The practical flow for training and replaying GeneLab tasks with genelab.rl.

1. Smoke-testing before training

Run these before any long job:

genelab info TASK_ID
genelab play TASK_ID --agent zero --steps 32
genelab play TASK_ID --agent random --steps 64
genelab train TASK_ID --num_envs 64 --max_iterations 2

This checks registry loading, env construction, action dimensions, observation groups, rewards, terminations, and runner wiring.

2. Picking the policy source for playback

Agent Behavior Use case
zero Sends zero actions. Passive physics and reset health checks.
random Sends uniform random actions in [-1, 1]. Action bounds and stability checks.
trained Loads a checkpoint through the task runner. Inspect trained behavior.

Checkpoint playback:

genelab play TASK_ID \
  --agent trained \
  --checkpoint logs/rsl_rl/<experiment>/<run>/model_300.pt

Passing --checkpoint defaults --agent to trained.

3. Controlling env count deliberately

Single process:

genelab train TASK_ID --num_envs 4096

Distributed:

genelab train TASK_ID --gpus 4 --num_envs 4096

With --gpus 4, --num_envs 4096 means 4096 total, 1024 per rank. Use --num_envs_per_gpu to specify the per-rank value directly.

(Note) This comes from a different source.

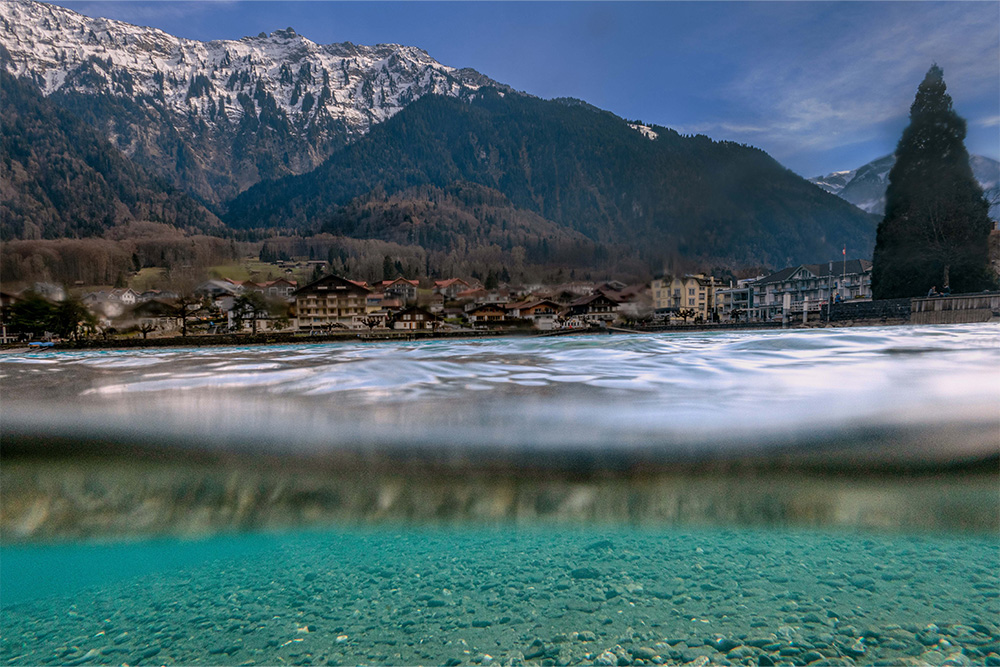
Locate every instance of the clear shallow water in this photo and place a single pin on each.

4. Keeping logs reproducible

Use meaningful experiment_name and run_name in RslRlOnPolicyRunnerCfg. GeneLab writes:

logs/rsl_rl/<experiment>/<timestamp-or-run>/
├── params/env.json
├── params/agent.json
└── model_*.pt

Use --log_dir PATH only for an exact output directory, such as a distributed relaunch or scripted comparison.

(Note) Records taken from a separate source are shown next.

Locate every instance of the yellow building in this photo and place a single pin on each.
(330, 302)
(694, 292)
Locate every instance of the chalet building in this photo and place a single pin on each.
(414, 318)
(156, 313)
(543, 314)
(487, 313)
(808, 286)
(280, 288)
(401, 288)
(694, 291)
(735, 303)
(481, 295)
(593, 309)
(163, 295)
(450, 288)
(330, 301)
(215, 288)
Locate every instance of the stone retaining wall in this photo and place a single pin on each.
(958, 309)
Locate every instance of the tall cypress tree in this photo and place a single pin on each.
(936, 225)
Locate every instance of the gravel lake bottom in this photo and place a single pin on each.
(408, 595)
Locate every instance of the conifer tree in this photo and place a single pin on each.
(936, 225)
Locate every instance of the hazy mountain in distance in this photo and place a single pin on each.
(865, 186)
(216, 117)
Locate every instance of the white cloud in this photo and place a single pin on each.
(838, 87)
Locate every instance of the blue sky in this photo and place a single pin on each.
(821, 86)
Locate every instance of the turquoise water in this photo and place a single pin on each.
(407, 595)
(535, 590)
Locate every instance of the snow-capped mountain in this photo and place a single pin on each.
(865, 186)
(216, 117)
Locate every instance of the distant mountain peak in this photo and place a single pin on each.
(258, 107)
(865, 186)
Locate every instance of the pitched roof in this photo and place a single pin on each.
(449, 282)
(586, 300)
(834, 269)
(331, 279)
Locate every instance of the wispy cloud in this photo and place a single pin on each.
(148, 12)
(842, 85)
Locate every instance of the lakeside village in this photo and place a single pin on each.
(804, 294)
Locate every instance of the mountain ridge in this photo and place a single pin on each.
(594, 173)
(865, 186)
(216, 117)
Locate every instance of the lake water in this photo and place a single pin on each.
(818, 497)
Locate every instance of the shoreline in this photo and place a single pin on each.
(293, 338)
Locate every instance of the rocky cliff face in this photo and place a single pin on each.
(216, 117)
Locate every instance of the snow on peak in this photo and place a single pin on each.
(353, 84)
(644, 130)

5. Profiling short runs first

genelab train TASK_ID \
  --prof \
  --prof-active 3 \
  --prof-repeat 1 \
  --max_iterations 10
genelab prof open logs/torch_profile

Profiler traces grow quickly. Start with a small active window and increase only after confirming the trace size is manageable.

Expected result

Every long run should have a passing smoke test, explicit env count semantics, inspectable params/*.json, and a known checkpoint replay command.